Date of Award
Doctor of Philosophy (PhD)
Short snippets of written text play a central role in our day-to-day communication—SMS and email messages, news headlines, tweets, and image captions are some of the many forms in which we see them used every day. Natural language processing (NLP) techniques have provided means for automatically processing such textual data at scale, supporting key applications in areas like education, law, healthcare, and security. This dissertation explores automatic identification of semantic similarity for short text: given two snippets, neither longer than a few sentences, the goal is to develop algorithms that can quantify the degree of their semantic similarity.

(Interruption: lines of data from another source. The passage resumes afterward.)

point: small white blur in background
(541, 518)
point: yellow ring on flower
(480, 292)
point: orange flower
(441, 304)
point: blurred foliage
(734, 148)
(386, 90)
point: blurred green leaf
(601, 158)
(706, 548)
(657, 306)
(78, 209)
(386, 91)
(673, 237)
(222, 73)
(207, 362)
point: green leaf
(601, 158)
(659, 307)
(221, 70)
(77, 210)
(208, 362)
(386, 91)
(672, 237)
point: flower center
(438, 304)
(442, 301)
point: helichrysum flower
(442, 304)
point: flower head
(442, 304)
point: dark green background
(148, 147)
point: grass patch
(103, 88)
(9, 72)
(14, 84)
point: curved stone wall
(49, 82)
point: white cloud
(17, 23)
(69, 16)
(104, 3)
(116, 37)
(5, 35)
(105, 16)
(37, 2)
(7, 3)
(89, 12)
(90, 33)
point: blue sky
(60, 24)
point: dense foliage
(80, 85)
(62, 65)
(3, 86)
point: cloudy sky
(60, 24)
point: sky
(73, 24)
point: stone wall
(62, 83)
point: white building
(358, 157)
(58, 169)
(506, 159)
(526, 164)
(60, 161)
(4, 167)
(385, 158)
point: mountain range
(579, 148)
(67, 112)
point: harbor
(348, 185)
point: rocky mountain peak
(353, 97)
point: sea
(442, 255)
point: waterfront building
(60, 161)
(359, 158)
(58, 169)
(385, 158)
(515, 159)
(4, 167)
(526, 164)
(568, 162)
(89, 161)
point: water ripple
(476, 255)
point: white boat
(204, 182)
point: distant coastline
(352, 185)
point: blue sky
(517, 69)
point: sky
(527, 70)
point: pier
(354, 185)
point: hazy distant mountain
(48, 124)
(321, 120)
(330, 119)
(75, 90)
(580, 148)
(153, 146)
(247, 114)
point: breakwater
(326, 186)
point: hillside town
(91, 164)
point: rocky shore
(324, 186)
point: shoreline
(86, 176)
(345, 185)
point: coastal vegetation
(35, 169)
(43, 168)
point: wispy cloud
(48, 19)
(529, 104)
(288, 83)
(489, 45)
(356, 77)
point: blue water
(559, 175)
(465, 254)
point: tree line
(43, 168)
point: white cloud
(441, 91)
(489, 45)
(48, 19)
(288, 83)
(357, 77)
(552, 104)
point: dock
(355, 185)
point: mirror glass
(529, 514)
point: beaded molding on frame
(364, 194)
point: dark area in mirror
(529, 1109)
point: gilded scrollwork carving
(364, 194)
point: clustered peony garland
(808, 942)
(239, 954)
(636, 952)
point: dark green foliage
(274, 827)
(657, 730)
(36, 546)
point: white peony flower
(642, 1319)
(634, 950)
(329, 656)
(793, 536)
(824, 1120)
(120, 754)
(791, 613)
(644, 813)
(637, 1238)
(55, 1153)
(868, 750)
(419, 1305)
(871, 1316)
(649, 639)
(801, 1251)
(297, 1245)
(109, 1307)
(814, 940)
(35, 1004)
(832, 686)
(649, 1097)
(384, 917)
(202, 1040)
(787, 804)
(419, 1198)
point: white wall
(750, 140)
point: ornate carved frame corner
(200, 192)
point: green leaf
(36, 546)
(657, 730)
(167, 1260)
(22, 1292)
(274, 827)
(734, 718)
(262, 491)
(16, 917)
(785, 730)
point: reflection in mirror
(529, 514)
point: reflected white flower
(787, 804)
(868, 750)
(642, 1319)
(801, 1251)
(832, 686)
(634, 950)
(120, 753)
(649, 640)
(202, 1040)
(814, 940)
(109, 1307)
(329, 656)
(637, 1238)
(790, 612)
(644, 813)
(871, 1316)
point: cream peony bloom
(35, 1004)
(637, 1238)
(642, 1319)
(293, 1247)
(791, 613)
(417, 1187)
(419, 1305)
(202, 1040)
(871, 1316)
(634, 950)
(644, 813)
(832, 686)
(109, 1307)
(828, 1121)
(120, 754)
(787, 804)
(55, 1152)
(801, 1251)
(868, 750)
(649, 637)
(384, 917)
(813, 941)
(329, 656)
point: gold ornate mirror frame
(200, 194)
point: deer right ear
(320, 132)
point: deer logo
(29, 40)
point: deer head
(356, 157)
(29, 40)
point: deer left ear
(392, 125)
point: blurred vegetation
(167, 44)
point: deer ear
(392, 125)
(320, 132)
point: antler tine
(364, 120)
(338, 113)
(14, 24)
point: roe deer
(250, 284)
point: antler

Short text similarity (STS) is an important problem in contemporary NLP, with applications in numerous real-life tasks. In academic tests, for example, student responses to short-answer questions can be automatically graded based on their semantic similarity with expert-provided correct answers to those questions. Automatic question answering (QA) is another example, where textual similarity with the question is used to evaluate candidate answer snippets retrieved from larger documents.
Semantic analysis of short text, however, is a challenging task—complex human expressions can be encoded in just a few words, and sentences that look quite different on the surface can express very similar meanings. This research contributes to the automatic identification of short text similarity (STS) through the development and application of algorithms that can align semantically similar concepts in the two snippets. The proposed STS algorithms are applied to the real-life tasks of short answer grading and question answering. All algorithms demonstrate state-of-the-art results in the respective tasks.
In view of the high utility of STS, statistical domain adaptation techniques are also explored for the proposed STS algorithms. Given training examples from different domains, these techniques enable (1) joint learning of per-domain parameters (i.e. a separate set of model parameters for each domain), and (2) inductive transfer among the domains for a supervised STS model. Across text from different sources and applications, domain adaptation improves overall performance of the proposed STS models.
Sultan, Md Arafat, "Short-Text Semantic Similarity: Algorithms and Applications" (2016). Computer Science Graduate Theses & Dissertations. 121.